Os garotos operam a bomba de irrigação, abrem e fecham as entradas dos jardins e aprendem mais, já que as meninas executam as mesmas tarefas que executam em casa. Indo além, os meninos se divertem mais.
Kristina e eu somos mulheres, impossível não buscarmos igualdade entre gêneros. Nosso status de mzungu nos permite (e obriga) a fazer coisas indisponíveis para outras mulheres. Um bom exemplo:
Certo domingo houve uma grande mobilização da comunidade pela Crisma de diversas crianças. Estávamos na missa quando fomos informadas, junto com todos os presentes, que jantaríamos com o arcebispo de Dar es Salaam, a caminho de Magoma para celebrar o evento.
O jantar foi curioso, para dizer o mínimo. O padre decorou sua casa cobrindo todas as paredes com tecidos coloridos e preparou comida para o arcebispo, sua comitiva, os senhores da igreja e nós – éramos Kristina, eu e 16 senhores na sala. O arcebispo fala algumas palavras de português e conhece Traverse City, a pequena cidade no Michigan de onde Kristina vem - o que nos fez muito felizes, mas não tira o inusitado da situação.
Pressionamos todo o tempo para ter meninas na irrigação e nos treinamentos, mas confesso que a participação das meninas ainda não me satisfez – lidar com a divisão de gêneros é um desafio constante.
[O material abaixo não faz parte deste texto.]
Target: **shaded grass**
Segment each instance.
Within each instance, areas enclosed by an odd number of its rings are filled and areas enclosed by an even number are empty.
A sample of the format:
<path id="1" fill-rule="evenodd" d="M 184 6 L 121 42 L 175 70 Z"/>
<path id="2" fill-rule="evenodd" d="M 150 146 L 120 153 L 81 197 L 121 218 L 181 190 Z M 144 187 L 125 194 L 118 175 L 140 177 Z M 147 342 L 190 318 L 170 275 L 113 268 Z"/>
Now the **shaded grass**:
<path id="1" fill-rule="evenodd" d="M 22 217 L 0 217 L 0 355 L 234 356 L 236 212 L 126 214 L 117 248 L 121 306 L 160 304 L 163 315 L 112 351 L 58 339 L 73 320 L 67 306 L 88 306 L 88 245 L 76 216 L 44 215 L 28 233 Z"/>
É frustrante não vê-las cheias de energia e com fome de conhecimento, como vemos os meninos. Mulheres em Magoma trabalham pesado e nos perguntamos todo o tempo quando meninas se tornam mulheres. Mais do que isso, temos a consciência de que para ter um mínimo de independência e segurança cada uma dessas meninas terá que trabalhar muito mais do que qualquer homem para conquistar seu espaço.
Pessoalmente acho divertido cutucar os conceitos e observar a reação de nossos parceiros a sugestões como: devemos ter um dia invertido na shamba, com meninos cozinhando e meninas irrigando. A verdade é que este tipo de sugestão jamais surgiria dentro da comunidade de Magoma e de certa forma cabe a nós chacoalhar os valores. Somos mulheres, somos estrangeiras, conhecemos outras realidades. E por mais que sejamos hoje parte desta comunidade não podemos limitar nossos pensamentos ao que vivemos aqui ou estaríamos fugindo de nossa responsabilidade.
Duas sementes plantadas juntas, nossa cultura e a cultura tanzaniana, devem gerar uma plantinha híbrida, com novas possibilidades a sua frente. Que sejam novas possibilidades para meninos e meninas.
Pp.: As meninas fizeram um excelente trabalho hoje de manhã, ajudando na irrigação e plantando sementinhas. Não posso dizer que foi perfeito, mas foi um bom começo.